Mostly, our clients want help improving MPI parallelisation, perhaps coupled with OpenMP or CUDA, or something more exotic, but from time to time, we are asked to improve pure OpenMP code. A recent ‘proof of concept’ study demonstrated the power of our metrics-based approach for understanding parallel performance issues and for interpreting improvements in performance after code optimisation.
Fig 1. POP OpenMP Metrics Hierarchy
POP OpenMP metrics were calculated during a POP assessment and identified three sources of inefficiency. Reducing IPC caused the time in useful computation to double going from 1 to 45 threads. In addition, the metrics showed 30% of the run time was due to inefficiency within OpenMP regions, and 15% was due to serial computation outside OpenMP. By calculating POP metrics for each of the 129 OpenMP regions, it was shown that only four regions were contributing to the inefficiency, in all four due to load imbalance. This shows the power of the POP metrics in being able to quickly identify the causes of poor performance.
The inefficiency due to serial execution and imbalance was easily fixed by adding more OpenMP parallelisation and using loop collapsing.

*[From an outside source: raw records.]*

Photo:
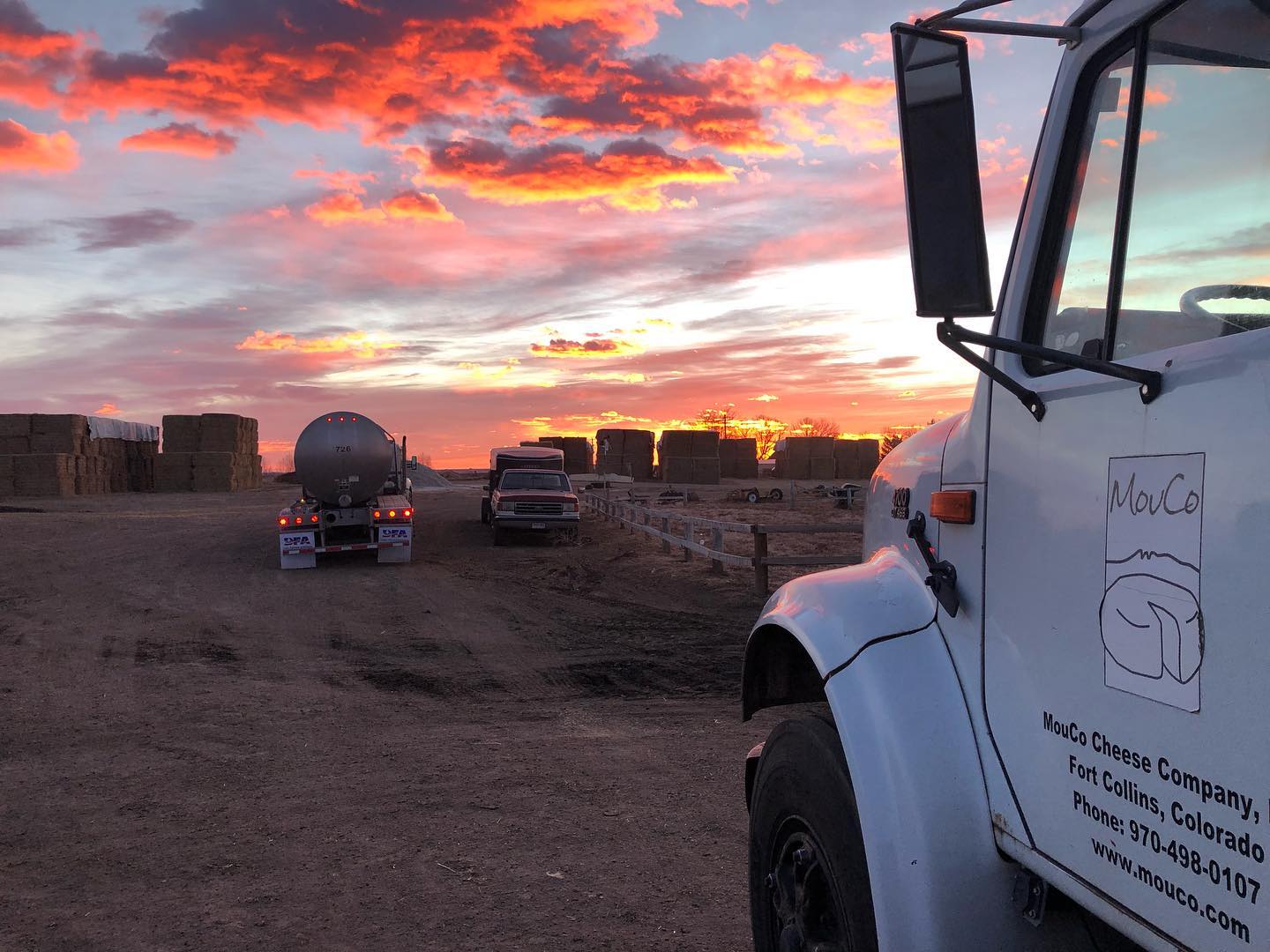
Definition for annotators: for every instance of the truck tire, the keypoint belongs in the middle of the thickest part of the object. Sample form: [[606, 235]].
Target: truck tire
[[808, 877]]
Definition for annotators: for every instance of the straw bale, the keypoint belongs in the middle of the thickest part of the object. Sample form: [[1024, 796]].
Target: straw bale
[[705, 471], [677, 469], [14, 424], [68, 424]]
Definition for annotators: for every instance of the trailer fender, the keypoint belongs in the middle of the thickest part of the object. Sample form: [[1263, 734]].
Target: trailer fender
[[813, 626]]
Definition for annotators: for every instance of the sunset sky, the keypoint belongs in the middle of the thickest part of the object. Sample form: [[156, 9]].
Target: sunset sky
[[475, 221]]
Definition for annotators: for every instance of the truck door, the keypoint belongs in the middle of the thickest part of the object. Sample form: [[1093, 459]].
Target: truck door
[[1127, 635]]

Additional work to improve the IPC scaling was undertaken by POP as part of a ‘proof of concept’ study, resulting in a new code that ran in half the time on 45 threads. POP metrics were used to analyse this improved performance, showing useful instruction count was reduced to 0.6 that of the original, with IPC improved by 1.5 times.
Another success for POP!
-- Jonathan Boyle (NAG)